A Locog representative acknowledged that sponsorship deals are complicated by the wide range of products carried by some retailers, but said the IOC and Coca-Cola were satisfied with the Sainsbury's deal. "By working closely with the IOC and Coca-Cola, we were able to find a solution that worked for everyone," said a Locog statement.

A Coca-Cola spokesman said the company was happy to work with Sainsbury's as a sponsor of the 2012 Paralympic Games. "It is the responsibility of the IOC to set the parameters of any sponsorship agreements which bring rights of association with the Olympic and Paralympic Games," the company said in a statement.

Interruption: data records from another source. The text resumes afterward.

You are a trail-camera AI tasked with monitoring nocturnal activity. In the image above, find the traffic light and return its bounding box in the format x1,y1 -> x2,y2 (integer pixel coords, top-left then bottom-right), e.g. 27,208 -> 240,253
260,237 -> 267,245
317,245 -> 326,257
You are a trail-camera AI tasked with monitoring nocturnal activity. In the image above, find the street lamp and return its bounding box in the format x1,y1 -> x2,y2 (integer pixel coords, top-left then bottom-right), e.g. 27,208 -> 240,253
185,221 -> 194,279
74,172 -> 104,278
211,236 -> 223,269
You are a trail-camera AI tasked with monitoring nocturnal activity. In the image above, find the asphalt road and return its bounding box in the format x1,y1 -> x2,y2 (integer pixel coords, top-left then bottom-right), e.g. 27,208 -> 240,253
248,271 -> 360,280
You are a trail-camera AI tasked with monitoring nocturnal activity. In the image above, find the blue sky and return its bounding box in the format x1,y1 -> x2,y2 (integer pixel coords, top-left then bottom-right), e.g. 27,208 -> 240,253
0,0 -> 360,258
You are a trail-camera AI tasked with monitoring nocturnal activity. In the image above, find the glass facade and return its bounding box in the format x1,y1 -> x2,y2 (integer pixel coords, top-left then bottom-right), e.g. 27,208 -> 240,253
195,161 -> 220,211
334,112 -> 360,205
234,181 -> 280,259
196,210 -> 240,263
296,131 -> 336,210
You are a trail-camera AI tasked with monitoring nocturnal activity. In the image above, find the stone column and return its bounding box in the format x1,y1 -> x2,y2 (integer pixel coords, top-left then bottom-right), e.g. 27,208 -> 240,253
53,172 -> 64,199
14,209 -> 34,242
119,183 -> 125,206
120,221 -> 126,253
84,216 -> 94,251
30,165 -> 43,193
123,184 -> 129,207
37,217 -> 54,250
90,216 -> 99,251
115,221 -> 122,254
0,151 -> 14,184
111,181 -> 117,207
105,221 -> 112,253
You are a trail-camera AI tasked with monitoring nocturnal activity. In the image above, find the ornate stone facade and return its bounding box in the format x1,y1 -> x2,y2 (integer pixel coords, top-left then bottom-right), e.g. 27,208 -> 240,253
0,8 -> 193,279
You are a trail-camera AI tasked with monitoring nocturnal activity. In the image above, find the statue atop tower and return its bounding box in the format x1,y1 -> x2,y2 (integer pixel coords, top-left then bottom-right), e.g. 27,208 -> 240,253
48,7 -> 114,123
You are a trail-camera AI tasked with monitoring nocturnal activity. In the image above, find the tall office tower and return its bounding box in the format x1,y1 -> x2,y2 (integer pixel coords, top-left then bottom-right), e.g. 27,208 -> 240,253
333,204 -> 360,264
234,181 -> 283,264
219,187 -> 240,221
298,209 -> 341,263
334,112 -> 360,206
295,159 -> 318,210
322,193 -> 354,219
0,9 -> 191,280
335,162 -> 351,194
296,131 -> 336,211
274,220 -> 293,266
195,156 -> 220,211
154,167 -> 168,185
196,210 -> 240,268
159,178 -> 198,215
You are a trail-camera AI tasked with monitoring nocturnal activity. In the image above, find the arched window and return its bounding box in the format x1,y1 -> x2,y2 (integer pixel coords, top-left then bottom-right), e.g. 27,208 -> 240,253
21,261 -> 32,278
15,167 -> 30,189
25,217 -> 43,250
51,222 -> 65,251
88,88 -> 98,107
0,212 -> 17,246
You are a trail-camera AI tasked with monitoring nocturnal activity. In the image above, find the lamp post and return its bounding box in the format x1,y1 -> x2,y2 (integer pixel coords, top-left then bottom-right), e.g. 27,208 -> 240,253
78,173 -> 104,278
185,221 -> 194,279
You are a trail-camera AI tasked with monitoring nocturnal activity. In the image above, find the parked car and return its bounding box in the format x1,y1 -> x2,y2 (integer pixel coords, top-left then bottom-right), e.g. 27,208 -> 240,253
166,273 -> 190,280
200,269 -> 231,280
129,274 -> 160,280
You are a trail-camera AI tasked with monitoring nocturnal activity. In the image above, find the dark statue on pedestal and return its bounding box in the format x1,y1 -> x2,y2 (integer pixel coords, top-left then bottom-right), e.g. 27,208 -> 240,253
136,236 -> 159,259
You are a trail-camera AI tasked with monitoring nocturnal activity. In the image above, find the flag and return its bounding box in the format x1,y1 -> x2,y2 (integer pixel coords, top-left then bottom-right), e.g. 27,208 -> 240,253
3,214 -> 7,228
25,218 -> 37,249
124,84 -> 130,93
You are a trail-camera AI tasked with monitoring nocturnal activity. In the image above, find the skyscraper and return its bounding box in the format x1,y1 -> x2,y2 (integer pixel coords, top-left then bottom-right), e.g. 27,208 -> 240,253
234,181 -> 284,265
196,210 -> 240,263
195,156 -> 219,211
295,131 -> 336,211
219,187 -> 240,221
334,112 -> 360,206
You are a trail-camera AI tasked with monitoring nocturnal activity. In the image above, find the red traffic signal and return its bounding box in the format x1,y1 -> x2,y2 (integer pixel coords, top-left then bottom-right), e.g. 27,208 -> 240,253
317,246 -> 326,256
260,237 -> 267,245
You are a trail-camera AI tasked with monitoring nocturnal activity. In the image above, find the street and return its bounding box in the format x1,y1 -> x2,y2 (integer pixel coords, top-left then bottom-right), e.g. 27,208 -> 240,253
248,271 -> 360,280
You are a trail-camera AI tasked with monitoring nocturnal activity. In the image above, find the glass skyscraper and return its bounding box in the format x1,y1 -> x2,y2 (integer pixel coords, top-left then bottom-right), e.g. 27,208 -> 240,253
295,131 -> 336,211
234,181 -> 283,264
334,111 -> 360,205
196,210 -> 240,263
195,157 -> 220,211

But sports-marketing experts say the supermarket's Paralympics-only deal has transformed the landscape of Olympics marketing, dramatically raising the value of Paralympic sponsorship rights. Igor Stolyakov, head of marketing for the 2014 Winter Olympic Games in Sochi, Russia, expressed such admiration for Locog's ingenuity that he now intends to copy it.

"The Sainsbury's deal is a precedent," Mr. Stolyakov said. "It's very smart. Coca-Cola is a pain in the neck. They're nice people, and I like them very much—but in this respect Coca-Cola has blocked the supermarket category and the grocery category. London has done brilliantly by acquiring Sainsbury's as Paralympic sponsor [because] basically this is a trick. And if Coke insists on blocking the category with us, we would simply replicate London's trick."

Whatever the reasons for Sainsbury's involvement, the upswing in sponsors' interest in Paralympic sport is being felt by individual athletes, who are finding greater commercial opportunities.

"The Olympics are about human endeavour, being the best you can be and improving your potential," said Susie Williams, a marketing executive at U.K. telecommunications company BT Group PLC, a long-time Paralympic sponsor. "The Paralympics is the acid test of that."

For marketers, the Paralympics is "massively undervalued," Ms. Williams said. "The assets are much cheaper and it is a much less cluttered space."

The endorsement money still doesn't compare to the sums earned by their Olympic counterparts, but the cost of hiring disabled athletes for advertising work is on the rise, according to Baroness Grey-Thompson.

She has also noted a significant trend that speaks to the growing investment in Paralympic sports. "Many more Paralympic athletes now have agents, who are doing the negotiations for them," Baroness Grey-Thompson said.